One of my favorite bands is back with another patented one-two punch of releases, a tradition they have mastered once before in 2018. The second 2025 release is a “Live :Waves from the Underground”, performed at the Studiosette in Rome in October 2023.   Their previous 2022 release “Daedalus” was a universally praised masterpiece, garnering high marks for technical merit as well as artistic Impression. The great news is the line-up remains the same, : the amazing Alfio Costa on a variety of keyboards, drummer extraordinaire Davide Guidoni, scintillating guitarist Ettore Salati and Bobo Aiolfi on the thunderous bass guitar. The 8 tracks also include 2 vocal guests but is really an instrumentally centric opus of the highest order.
The title track catapults immediately into a musical path that is anchored on the symphonic side of things, but in a soundtrack-like manner, with dense atmospherics that show neither haste nor hysterics, though the mood can be quite surly and despairing, driven, as it is by tectonic drum fills and colossal torrents of blazing mellotron. There is a distinct aroma of the Crimson King and Italian stalwarts Goblin in the emanations presented here, in that a sense of trepidation and doom perseveres like a dense fog that seeps into the pores of the unforgiving. Ettore even peels of a glistening guitar line that sears the mind and even persists on the next piece “Attic Clouds” , a rhythmically oblique thrashing of confusion and looming dread that would fuel any horror flick known to man.  The gruesome mood is mechanical yet greasy as if rolling on well-oiled lubrication, a reptilian motion that remains methodical until the ideal moment is ready and the release coiled to strike. Briefly only echo and resonance, Bobo marshals the drum parade, Davide clanging in the distance, as the feisty mellotron appears out of the darkened skies, pouncing mercilessly on the defenceless senses.

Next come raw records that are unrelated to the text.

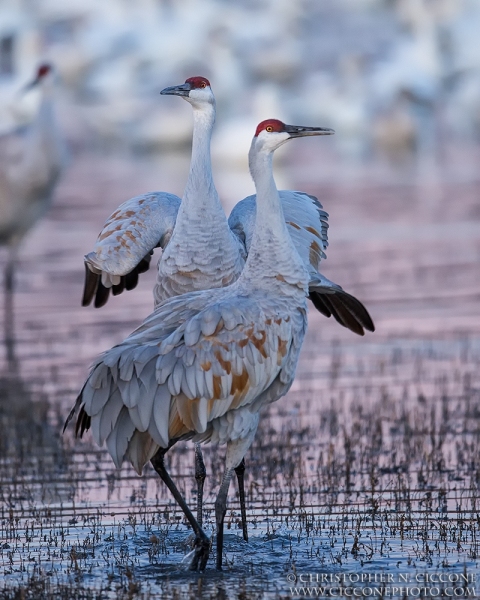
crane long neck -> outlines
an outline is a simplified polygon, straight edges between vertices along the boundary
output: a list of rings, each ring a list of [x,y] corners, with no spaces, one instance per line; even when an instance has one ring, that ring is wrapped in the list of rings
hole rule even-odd
[[[23,187],[28,182],[32,189],[43,189],[48,194],[64,166],[66,150],[55,118],[53,83],[42,82],[41,85],[40,106],[19,172],[23,173]]]
[[[306,289],[308,274],[285,224],[272,160],[273,152],[257,151],[252,143],[249,163],[257,192],[257,213],[241,279],[250,286],[267,289],[285,283]]]
[[[208,217],[212,212],[223,213],[222,205],[215,188],[210,158],[210,140],[215,123],[215,106],[198,109],[193,107],[193,141],[190,172],[183,194],[182,213]],[[177,221],[178,222],[178,221]]]
[[[33,129],[37,138],[45,138],[57,133],[55,109],[53,102],[53,89],[50,84],[42,85],[42,97],[38,107]]]

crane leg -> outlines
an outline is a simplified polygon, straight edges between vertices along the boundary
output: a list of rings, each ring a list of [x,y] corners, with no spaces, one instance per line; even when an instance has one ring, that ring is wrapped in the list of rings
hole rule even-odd
[[[5,305],[3,312],[4,339],[9,366],[15,363],[15,327],[13,296],[15,290],[15,259],[13,253],[9,256],[5,267]]]
[[[215,501],[215,520],[217,522],[217,569],[222,569],[223,558],[223,523],[227,512],[227,495],[233,469],[227,469],[223,475],[222,485]]]
[[[248,542],[248,529],[247,529],[247,511],[245,508],[245,459],[235,467],[235,473],[237,475],[238,482],[238,495],[240,496],[240,512],[242,514],[242,531],[243,539]]]
[[[207,470],[203,462],[200,444],[195,444],[195,479],[197,480],[197,523],[203,527],[203,486]]]
[[[217,569],[219,570],[222,568],[223,523],[225,521],[225,514],[227,512],[227,496],[230,480],[232,479],[233,471],[241,465],[243,457],[252,445],[253,438],[257,430],[257,425],[251,429],[247,437],[231,440],[227,443],[225,474],[223,475],[222,484],[220,485],[220,490],[218,491],[218,496],[215,500],[215,520],[217,524]]]
[[[183,514],[187,517],[188,522],[192,526],[192,529],[195,533],[195,554],[193,556],[192,562],[190,563],[190,569],[192,571],[196,571],[199,569],[203,571],[208,561],[208,556],[210,554],[210,540],[200,527],[200,525],[195,520],[192,512],[187,506],[187,503],[183,499],[183,496],[178,491],[177,486],[172,481],[170,475],[167,472],[165,467],[165,454],[168,450],[173,446],[175,440],[170,443],[168,448],[160,448],[158,452],[151,459],[151,463],[155,471],[160,475],[162,481],[171,491],[173,497],[177,501],[177,504],[183,511]]]

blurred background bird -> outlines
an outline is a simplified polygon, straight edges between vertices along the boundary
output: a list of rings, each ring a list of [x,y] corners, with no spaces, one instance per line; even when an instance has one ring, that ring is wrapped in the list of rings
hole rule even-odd
[[[213,156],[233,171],[246,169],[249,127],[269,114],[328,121],[338,154],[354,161],[381,151],[384,131],[398,137],[388,147],[410,154],[432,150],[439,124],[478,135],[477,0],[14,6],[0,4],[0,131],[2,92],[42,52],[74,108],[69,135],[102,151],[188,145],[185,107],[159,103],[157,94],[163,82],[192,73],[215,86]],[[399,97],[409,99],[401,110]],[[406,133],[412,126],[415,144]]]
[[[8,362],[14,351],[14,275],[19,245],[46,213],[65,163],[65,147],[54,110],[55,72],[41,64],[22,94],[40,89],[40,103],[29,124],[0,137],[0,244],[7,247],[4,333]]]

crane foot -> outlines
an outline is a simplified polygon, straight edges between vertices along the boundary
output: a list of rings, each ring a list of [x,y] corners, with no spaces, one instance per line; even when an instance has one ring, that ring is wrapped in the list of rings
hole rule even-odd
[[[187,562],[191,557],[190,571],[205,571],[208,557],[210,556],[210,547],[210,539],[207,536],[201,537],[197,535],[195,537],[193,550],[184,558],[184,561]]]

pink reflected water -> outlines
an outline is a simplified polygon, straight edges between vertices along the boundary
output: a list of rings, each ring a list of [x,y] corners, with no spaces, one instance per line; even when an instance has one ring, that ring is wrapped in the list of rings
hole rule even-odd
[[[359,338],[310,313],[294,386],[264,415],[247,456],[252,564],[273,560],[265,543],[272,527],[277,542],[298,538],[296,559],[276,547],[267,572],[285,572],[295,560],[350,571],[369,560],[385,570],[399,561],[411,570],[432,561],[478,568],[480,181],[473,166],[465,160],[403,173],[346,166],[340,177],[327,156],[291,155],[282,176],[317,195],[330,213],[323,272],[365,303],[377,331]],[[28,533],[32,523],[49,535],[68,530],[65,554],[51,558],[58,581],[69,580],[72,547],[85,548],[89,519],[102,530],[100,546],[116,539],[123,523],[125,543],[140,557],[132,568],[160,564],[168,572],[184,553],[178,544],[163,553],[152,541],[162,527],[174,540],[186,529],[150,469],[143,478],[126,466],[117,472],[88,436],[76,441],[59,431],[94,356],[152,308],[154,269],[104,309],[81,308],[82,257],[120,202],[153,189],[181,194],[185,169],[181,160],[80,154],[48,217],[26,240],[17,273],[19,372],[4,371],[1,380],[1,518],[9,548],[0,571],[9,585],[24,581],[45,555],[43,538]],[[222,448],[206,448],[209,531],[222,456]],[[170,461],[193,503],[190,446],[172,450]],[[230,501],[233,535],[235,486]],[[242,574],[248,552],[238,535],[227,536],[227,546]],[[29,537],[31,564],[19,542]],[[28,568],[18,570],[24,562]],[[103,585],[102,569],[91,572],[88,585]]]

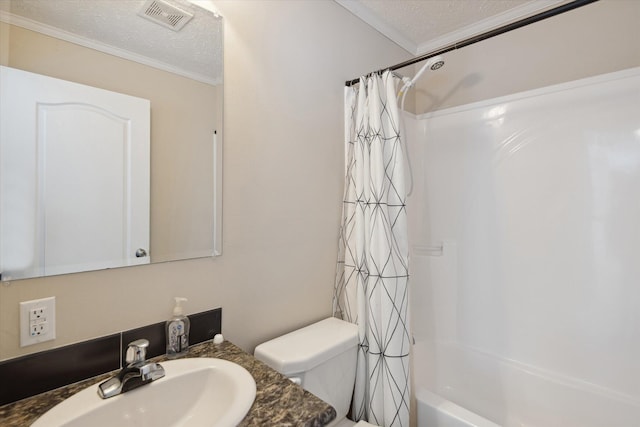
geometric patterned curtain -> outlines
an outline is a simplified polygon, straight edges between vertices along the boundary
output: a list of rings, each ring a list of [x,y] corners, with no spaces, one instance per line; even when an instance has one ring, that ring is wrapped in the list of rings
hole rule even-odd
[[[391,72],[345,88],[345,190],[334,316],[358,325],[352,415],[409,426],[405,158]]]

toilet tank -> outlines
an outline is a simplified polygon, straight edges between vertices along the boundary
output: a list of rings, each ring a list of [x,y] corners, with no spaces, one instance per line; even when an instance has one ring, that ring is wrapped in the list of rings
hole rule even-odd
[[[260,344],[255,357],[329,403],[349,411],[356,377],[358,327],[330,317]]]

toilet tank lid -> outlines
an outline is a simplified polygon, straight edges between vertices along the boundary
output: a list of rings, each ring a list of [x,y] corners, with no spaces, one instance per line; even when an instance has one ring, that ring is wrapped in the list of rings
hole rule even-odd
[[[358,326],[330,317],[262,343],[254,355],[276,371],[293,375],[357,345]]]

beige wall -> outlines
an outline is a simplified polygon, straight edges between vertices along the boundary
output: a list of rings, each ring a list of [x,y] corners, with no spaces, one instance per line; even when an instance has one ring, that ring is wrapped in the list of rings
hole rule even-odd
[[[223,255],[0,284],[0,359],[223,307],[246,350],[330,315],[343,83],[408,58],[332,1],[222,1]],[[114,89],[115,90],[115,89]],[[57,339],[19,347],[18,303],[56,296]]]
[[[640,2],[601,0],[445,55],[416,113],[640,66]]]

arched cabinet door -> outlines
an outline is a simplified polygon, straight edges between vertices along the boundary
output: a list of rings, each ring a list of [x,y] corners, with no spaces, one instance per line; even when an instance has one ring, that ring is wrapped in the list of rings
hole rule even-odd
[[[1,72],[3,280],[148,263],[149,101]]]

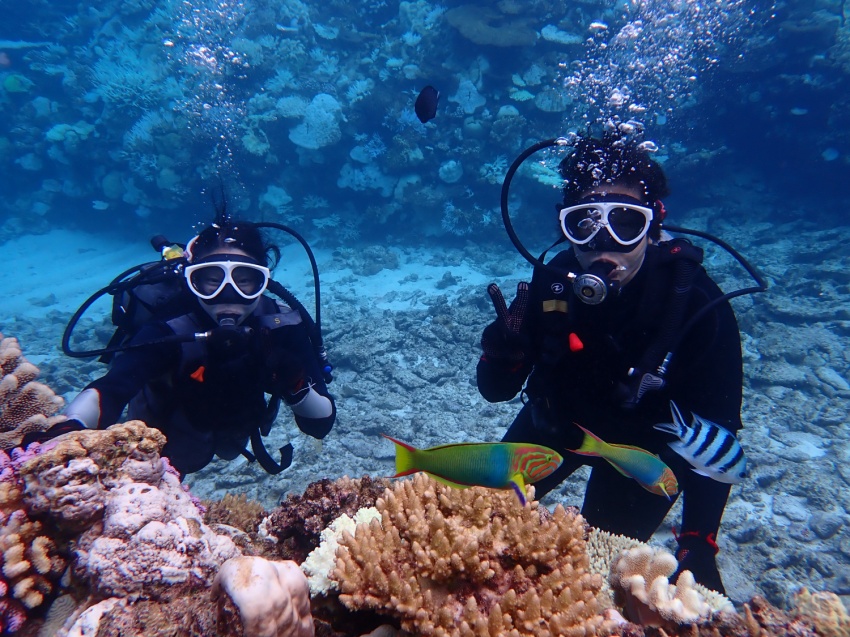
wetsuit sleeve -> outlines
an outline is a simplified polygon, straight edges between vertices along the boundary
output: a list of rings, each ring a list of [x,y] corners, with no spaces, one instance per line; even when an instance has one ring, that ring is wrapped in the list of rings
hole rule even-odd
[[[172,334],[165,324],[146,325],[131,343],[147,343]],[[145,384],[176,366],[179,356],[180,346],[173,343],[139,347],[116,355],[106,375],[86,386],[86,390],[95,390],[99,397],[97,428],[105,429],[118,422],[127,403]]]
[[[292,410],[298,428],[324,438],[336,420],[336,404],[322,376],[321,363],[303,323],[273,330],[266,357],[272,391]]]
[[[694,286],[692,311],[722,292],[703,274]],[[671,387],[673,400],[681,409],[699,414],[729,431],[741,427],[743,360],[741,334],[728,301],[720,303],[700,319],[676,352],[680,371]]]

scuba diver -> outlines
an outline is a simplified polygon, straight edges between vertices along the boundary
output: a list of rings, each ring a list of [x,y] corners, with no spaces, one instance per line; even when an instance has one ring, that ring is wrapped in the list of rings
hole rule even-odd
[[[181,474],[199,471],[213,456],[232,460],[240,454],[278,473],[291,463],[292,446],[281,448],[278,463],[261,436],[269,433],[281,401],[301,431],[317,439],[328,435],[336,407],[326,386],[330,366],[323,359],[321,337],[317,345],[310,315],[270,278],[280,250],[265,242],[260,227],[278,226],[232,220],[223,199],[216,213],[215,222],[185,250],[164,242],[159,246],[163,266],[150,265],[162,276],[146,277],[142,270],[143,285],[131,279],[129,285],[113,282],[106,289],[116,295],[113,321],[119,324],[109,347],[69,351],[70,331],[87,305],[78,311],[63,348],[76,356],[104,354],[101,360],[110,362],[110,369],[68,405],[68,421],[36,439],[104,429],[118,422],[127,407],[128,418],[165,434],[162,455]],[[318,301],[318,279],[316,285]],[[267,290],[286,303],[267,296]],[[122,329],[120,317],[128,309],[149,320],[137,330]],[[112,346],[116,340],[119,344]],[[249,441],[253,453],[246,448]]]
[[[498,286],[488,288],[497,318],[481,338],[478,389],[489,402],[521,393],[523,407],[503,441],[581,452],[580,425],[609,444],[657,454],[684,501],[676,576],[689,570],[723,592],[716,538],[731,485],[692,471],[654,426],[669,423],[672,400],[732,434],[741,429],[741,339],[729,298],[764,285],[721,292],[701,266],[702,250],[662,231],[667,180],[647,145],[614,133],[580,137],[560,163],[558,243],[571,249],[548,263],[545,252],[531,256],[510,226],[508,185],[530,151],[558,141],[517,158],[503,185],[506,228],[535,267],[510,307]],[[536,496],[582,465],[592,469],[581,513],[605,531],[647,541],[676,500],[650,493],[600,457],[577,454],[535,485]]]

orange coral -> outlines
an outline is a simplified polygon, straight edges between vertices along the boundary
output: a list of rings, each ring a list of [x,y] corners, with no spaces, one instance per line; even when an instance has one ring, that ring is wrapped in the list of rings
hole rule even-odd
[[[20,444],[25,434],[44,431],[62,416],[51,418],[64,401],[36,382],[38,368],[24,358],[16,338],[0,334],[0,449]]]
[[[423,474],[379,498],[381,520],[345,533],[333,578],[352,610],[418,635],[609,634],[584,520],[510,492],[452,489]]]

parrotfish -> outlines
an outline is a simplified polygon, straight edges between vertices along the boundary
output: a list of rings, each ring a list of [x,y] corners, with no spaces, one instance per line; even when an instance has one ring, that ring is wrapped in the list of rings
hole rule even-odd
[[[670,411],[673,422],[660,423],[655,429],[679,438],[667,444],[693,466],[694,472],[726,484],[738,484],[747,477],[747,457],[735,434],[696,414],[692,414],[689,427],[672,400]]]
[[[456,489],[489,487],[513,489],[525,505],[525,485],[551,475],[563,458],[554,449],[522,442],[464,442],[417,449],[395,443],[394,478],[424,471]]]
[[[676,475],[658,456],[632,445],[609,445],[581,425],[576,424],[576,427],[584,432],[584,440],[578,449],[570,449],[573,453],[604,458],[627,478],[632,478],[650,493],[663,495],[668,500],[679,492]]]

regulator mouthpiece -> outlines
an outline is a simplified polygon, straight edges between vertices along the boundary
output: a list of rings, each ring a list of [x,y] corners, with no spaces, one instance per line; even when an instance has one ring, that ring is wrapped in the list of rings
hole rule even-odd
[[[616,281],[610,281],[608,277],[618,269],[613,263],[597,261],[590,266],[587,272],[576,276],[573,280],[573,292],[588,305],[599,305],[608,298],[610,292],[618,288]]]

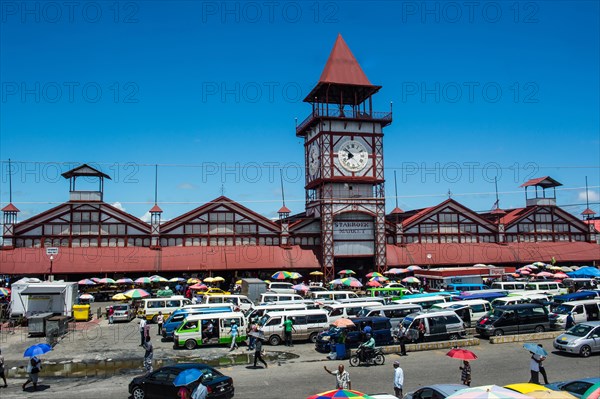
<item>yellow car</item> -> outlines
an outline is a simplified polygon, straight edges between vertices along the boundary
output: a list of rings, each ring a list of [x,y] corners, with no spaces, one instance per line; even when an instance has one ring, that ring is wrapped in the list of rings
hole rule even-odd
[[[198,291],[198,295],[231,295],[231,292],[223,291],[220,288],[209,288],[204,291]]]
[[[523,395],[527,395],[529,392],[534,392],[534,391],[549,391],[549,392],[553,392],[552,389],[550,388],[546,388],[543,385],[538,385],[538,384],[532,384],[529,382],[524,382],[521,384],[510,384],[510,385],[505,385],[504,388],[506,389],[510,389],[519,393],[522,393]]]

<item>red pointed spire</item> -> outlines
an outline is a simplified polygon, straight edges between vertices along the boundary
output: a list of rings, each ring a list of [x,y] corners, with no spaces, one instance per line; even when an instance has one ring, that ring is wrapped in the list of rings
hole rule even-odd
[[[341,34],[338,34],[319,82],[372,86]]]
[[[277,211],[277,213],[281,214],[281,213],[290,213],[292,211],[289,210],[289,208],[287,206],[282,206],[281,208],[279,208],[279,210]]]
[[[403,211],[402,209],[398,208],[398,207],[395,207],[395,208],[392,210],[392,215],[398,215],[398,214],[400,214],[400,213],[404,213],[404,211]]]
[[[596,212],[594,212],[593,210],[591,210],[590,208],[586,208],[585,211],[581,212],[582,215],[587,216],[587,215],[595,215]]]
[[[12,202],[2,208],[2,212],[21,212],[16,206],[12,204]]]
[[[152,209],[150,209],[150,213],[162,213],[162,209],[160,209],[158,205],[154,204]]]

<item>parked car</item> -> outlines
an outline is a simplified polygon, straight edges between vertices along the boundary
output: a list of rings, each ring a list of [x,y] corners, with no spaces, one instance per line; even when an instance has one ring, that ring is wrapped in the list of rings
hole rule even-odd
[[[427,385],[404,395],[404,399],[444,399],[455,392],[465,389],[462,384]]]
[[[233,379],[202,363],[174,364],[161,367],[150,374],[135,377],[129,383],[129,393],[133,399],[176,398],[179,388],[173,385],[173,381],[179,373],[192,368],[202,371],[202,383],[208,390],[209,399],[233,398]],[[195,389],[198,383],[199,381],[194,382],[189,387]]]
[[[545,386],[539,385],[539,384],[533,384],[531,382],[523,382],[523,383],[519,383],[519,384],[505,385],[504,388],[510,389],[511,391],[522,393],[523,395],[527,395],[530,392],[536,392],[536,391],[552,392],[552,389],[550,389],[550,388],[546,388]]]
[[[574,325],[554,340],[554,348],[583,357],[600,352],[600,321],[590,321]]]
[[[475,330],[477,334],[489,337],[544,332],[549,328],[548,310],[540,304],[524,303],[494,308],[487,316],[479,319]]]
[[[582,378],[580,380],[570,380],[570,381],[561,381],[554,382],[552,384],[546,385],[546,387],[554,390],[554,391],[566,391],[571,395],[581,398],[585,391],[590,389],[590,387],[594,384],[600,383],[600,378],[592,377],[592,378]]]
[[[113,320],[130,322],[135,319],[135,310],[129,304],[113,305]]]
[[[329,330],[325,330],[317,335],[317,342],[315,342],[315,349],[317,352],[328,353],[331,349],[331,342],[335,342],[342,331],[346,331],[346,347],[357,348],[362,342],[364,337],[361,328],[365,325],[371,326],[371,334],[375,338],[375,345],[391,345],[394,343],[392,337],[390,319],[387,317],[357,317],[352,319],[354,322],[353,326],[350,327],[330,327]]]

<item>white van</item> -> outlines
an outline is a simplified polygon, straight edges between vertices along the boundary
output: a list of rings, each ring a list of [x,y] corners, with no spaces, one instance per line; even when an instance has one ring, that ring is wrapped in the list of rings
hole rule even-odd
[[[315,343],[319,332],[329,327],[327,312],[320,309],[269,312],[266,316],[267,321],[261,331],[271,345],[279,345],[284,340],[283,322],[288,317],[292,318],[295,329],[292,340],[309,340]]]
[[[276,292],[278,294],[295,294],[296,291],[292,288],[291,283],[273,282],[267,286],[267,291]]]
[[[560,304],[548,316],[550,327],[564,329],[567,325],[569,312],[573,315],[575,324],[600,320],[600,300],[584,299]]]
[[[334,322],[342,317],[358,317],[358,312],[364,308],[376,308],[382,306],[383,305],[379,302],[333,303],[323,306],[323,310],[327,311],[329,320]]]
[[[281,302],[281,303],[272,303],[269,305],[256,305],[253,306],[248,312],[246,312],[246,319],[252,320],[254,317],[263,317],[265,313],[269,312],[284,312],[288,310],[306,310],[308,309],[305,303],[293,303],[290,302]]]
[[[356,302],[379,302],[382,305],[387,305],[388,304],[388,299],[390,299],[389,297],[384,297],[384,296],[360,296],[360,297],[356,297],[356,298],[348,298],[348,299],[339,299],[337,300],[337,302],[339,303],[356,303]]]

Complete change of pace on the opening vocal of “Twilight”, a tenebrous requiem of glinting piano and harrowing voice, with subtle synthesized orchestrations, that metamorphoses into a pyrotechnic guitar meteor amid the trembling stars. There is a  tranquility in the serene bass ruffle that seeks only to reassure, fomenting an eventual entrance for Ettore to display some dexterous picking, crystalline and awe-inspiring in its subtlety.
I did mention a notion of scary movie earlier, didn’t I ?  Well, “Horror Vacui” certainly fits the bill, a mellotron-infested cascade, shoved along by a suitable bass trough, suddenly exploding into a fiery storm of Crimsonian vehemence and immediately dismissed by a romantic piano interlude, only to reignite another round of volatile destruction. Obdurate, erratic and teasingly serene , you never have any clue where this may be going, like Charon on the river Styx, destination and destiny unknown.
The cavernous “Simulacra” offers bombast in a variety of exploratory directions, as if offering another red nightmare, adorned with spooky synth pools of perspiration and slashes of incisive blades of sound carving into the brain. Images of somber reptiles slithering along Roman mosaic tiles, heading towards the roar of the arena nearby, where the starving lions await their next lunch. Gruesome effigies crucified along the road to freedom, impudent crows cawing with disdain.
The sultry femininity of “Mademoiselle X” comes as a most welcome distraction, the curving bass highlighting the softness of skin, the aroused mellotron caressing like a silky veil, building up into a glowing sonic image of beauty incarnate. Then the seductive lead guitar joins in on the flattery, the atmosphere veers into carnal exuberance. An extraordinary track that deserves the gift of eternal love, devotion  and surrender.
The next 13 minute onslaught has a title that leaves no room for questioning ,“D.O.O.M” diabolically smashes into the soul with a searing display of pyrotechnics that unexplainably (but not really surprisingly) comes to a grinding halt,  enough time for a forlorn piano to exalt gently, and then reignite into a magnificent melody, a pattern that will be repeated  until the very end. From eloquence to eruption we go,  back and forth in a domineering and deranged gait, a roller coaster of emotions from the two polar extremes, a challenging exercise in contrasts. Toss in a variety of sonic effects and noises to further confuse and numb the mind into subservience, the rash guitar takes over the pace, rambling along with the bruising mellotron, nasty bass currents and demonic drumming outro from Guidoni that fades into the sunset.
There is a bonus track , “Return from the Spiral Mind” , a variation of the previous album’s mainstay,  the 2-part epic “Journey through the Spiral Mind” which spanned a chunky 22 minutes. Here , the onus is closer to Floydian investigations, albeit in a more biting setting, with Alfio displaying his talent on a variety of keyboard instruments. There is less ‘sturm und drang’ fright than on the main album, hence coming across as a calming exit, a warmer touch and a guarantee of more future music from this impeccable Italian powerhouse.